Como podem as crianças soldado, ou as crianças vítimas de maus tratos, ultrapassar os seus traumas?
Ao verificar-se uma ferida, um trauma, dá-se uma agonia psíquica. O horror do que se viu, do que se sofreu, faz com que se fique morto psicologicamente, com que já não haja força para viver. De tal forma foi assustador o que se viveu, que a única forma de não sofrer é tornar-se pateta. É que, se, por infelicidade, a criança pensar, vai sofrer. Fica dilacerada, não compreende o que aconteceu, é demasiado forte, provem a agonia psíquica. Ou então, uma parte da sua personalidade fica escarificada, em que morre uma parte da sua personalidade. Mas, à volta dessa parte, persistem brasas de resiliência.
Será preciso que alguém sopre nessas brasas para voltar a surgir vida. E se ninguém soprar, fica-se morto. O que acontece, depois, é o retomar do desenvolvimento, mas com uma parte morta da personalidade, com um traço biológico na memória.
É nessa altura que serão necessário tutores de resiliência para sobreinvestir aspectos em que uma criança que se desenvolveu em boas condições não precisa.
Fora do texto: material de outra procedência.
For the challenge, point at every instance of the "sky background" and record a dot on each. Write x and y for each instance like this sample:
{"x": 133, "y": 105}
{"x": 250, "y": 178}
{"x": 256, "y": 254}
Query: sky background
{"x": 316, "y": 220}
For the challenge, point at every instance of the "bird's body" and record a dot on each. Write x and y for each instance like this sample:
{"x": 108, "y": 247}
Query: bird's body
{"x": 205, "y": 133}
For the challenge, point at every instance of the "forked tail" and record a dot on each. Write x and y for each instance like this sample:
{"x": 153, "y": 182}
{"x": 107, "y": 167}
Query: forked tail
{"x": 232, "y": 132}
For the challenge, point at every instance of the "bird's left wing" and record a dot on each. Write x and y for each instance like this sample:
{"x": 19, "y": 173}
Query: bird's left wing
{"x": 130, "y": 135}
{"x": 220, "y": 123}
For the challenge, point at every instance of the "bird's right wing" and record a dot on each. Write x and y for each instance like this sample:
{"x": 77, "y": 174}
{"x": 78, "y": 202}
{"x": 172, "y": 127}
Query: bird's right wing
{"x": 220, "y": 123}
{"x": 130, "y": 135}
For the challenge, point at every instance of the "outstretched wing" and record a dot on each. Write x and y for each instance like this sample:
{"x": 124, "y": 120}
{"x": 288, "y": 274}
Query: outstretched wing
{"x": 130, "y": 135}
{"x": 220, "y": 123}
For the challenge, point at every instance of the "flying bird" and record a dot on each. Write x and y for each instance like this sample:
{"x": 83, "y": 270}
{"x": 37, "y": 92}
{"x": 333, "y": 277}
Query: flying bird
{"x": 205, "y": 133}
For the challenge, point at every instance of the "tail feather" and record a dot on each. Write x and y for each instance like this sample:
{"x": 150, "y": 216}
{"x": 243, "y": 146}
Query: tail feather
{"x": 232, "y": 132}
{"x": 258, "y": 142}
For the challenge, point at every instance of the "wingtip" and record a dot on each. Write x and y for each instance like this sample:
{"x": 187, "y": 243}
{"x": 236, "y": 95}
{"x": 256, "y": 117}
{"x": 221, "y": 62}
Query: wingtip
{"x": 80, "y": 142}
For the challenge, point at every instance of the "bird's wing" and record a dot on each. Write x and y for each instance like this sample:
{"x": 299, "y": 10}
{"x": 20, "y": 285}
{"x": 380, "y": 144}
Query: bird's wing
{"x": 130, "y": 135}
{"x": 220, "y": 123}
Mas, então como se dará esse “processo” de resiliência? “Processo” é qualquer coisa que está em constante evolução e que depende tanto dos outros, como do próprio. Há genes e são os outros que vão fazê-los falar, permitindo o desenvolvimento biológico, psicológico e social.
Então, como fazer para analisar um “processo de resiliência”? Há que tem em conta a aquisição dos recursos internos, quando se é pequeno e no momento em que as figuras de vinculação impregnam uma aptidão para utilizar os genes humanos ( porque se é humano e não uma minhoca). Depois, será a significação dos acontecimentos que traumatizaram um determinada criança. Importa ainda a disposição que os recursos externos – a família, o grupo social, a cultura – vão dispor à volta de cada criança para lhe disponibilizar tutores de resiliência.
A diferença entre tutores de desenvolvimento e tutores de resiliência poderá ser a seguinte: todas as crianças que nascem possuem tutores de desenvolvimento ( a excepção são as que sofrem uma das 7 000 doenças genéticas, o que só corresponde a 1% dos nascimentos) com necessidade de alteridade à sua volta para se desenvolverem.
Se colocarmos alguns tutores de resiliência, afectivos e sensatos, em redor do pequeno carenciado, este retoma rapidamente o seu desenvolvimento e até pode recuperar o atraso.
A partir do momento em que alguém aceita amá-la, a criança magoada deseja tanto estabelecer uma relação afectiva com essa pessoa, que irá submeter-se às suas crenças, única e exclusivamente com o objectivo de ter algumas ideias para partilhar com ela.
As crianças que aprenderam a ter esperança projectam no palco do seu teatro íntimo um sonho ideal no qual representam o papel de uma criança amada, de um herói prestigiado ou de um adulto que é, simplesmente, feliz. Este trabalho imaginário salva-as do horror. Cuidar destas crianças, alimentá-las, lavá-las é uma necessidade física que, no entanto, não desencadeia um processo de resiliência. Para iniciar um trabalho de resiliência, deveremos iluminar de novo o mundo e voltar a dar-lhe coerência. Isto faz-se pela “narração”.
As crianças que conseguem transformar-se em adultos resilientes são aquelas que foram ajudadas a dar sentido às suas feridas. O trabalho de resiliência consistiu em lembrarem-se dos choques para fazerem deles uma representação de imagens, de acções e de palavras para interpretar a ferida narcísica.